An American aristocrat - a descendant of founding father John Jay - Susan Mary Alsop (1918 - 2004) with husband, Joe Alsop, brought together the movers and shakers of not just the United States, but the world. Henry Kissinger remarked that more agreements were concluded in her living room than in the White House.
Born in Rome, brought up in Argentina and the United States, Susan Mary arrived in Paris in 1945 to join her first husband, Bill Patten. There she witnessed 'history on the boil' at dinners with Winston Churchill, Duff Cooper (the British ambassador and the love of her life), FDR, Greta Garbo, and many others.

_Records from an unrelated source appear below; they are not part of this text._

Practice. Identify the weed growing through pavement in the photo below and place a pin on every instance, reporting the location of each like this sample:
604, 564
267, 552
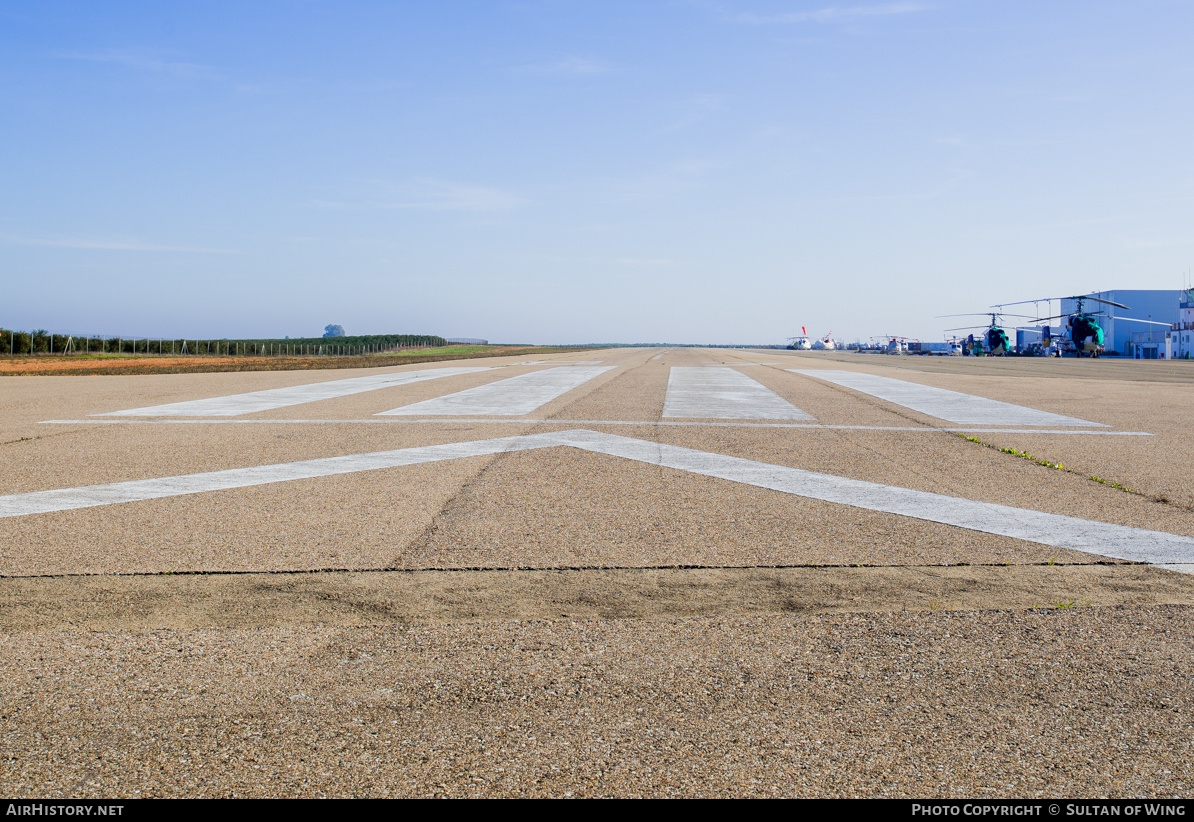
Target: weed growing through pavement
20, 440
1058, 466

A year after Patten's death in 1960, she married the renowned journalist and legendary power broker Joe Alsop and moved with her two children into his home on Dumbarton Avenue, in the heart of Gerogetown. It was the golden years of John F. Kennedy's presidency and Susan Mary, dubbed 'the second lady of Camelot,' hosted dinner parties that were the epitome of political power and social arrival. She reigned over Georgetown society for four decades; her house was the gathering place for everyone of importance, including John F. Kennedy, Katharine Graham, Robert McNamara, and Henry Kissinger.
But the Alsops' marriage was unworkable, and in 1973 they divorced. Susan Mary then embarked on a literary career, publishing four books and becoming a contributing editor to Architectural Digest . She died in Georgetown at the age of eighty-six.
In American Lady , the first biography of Susan Mary Alsop, Caroline de Margerie reveals the complex and fascinating woman who truly witnessed, in novelist Nancy Mitford's words, 'history on the boil'.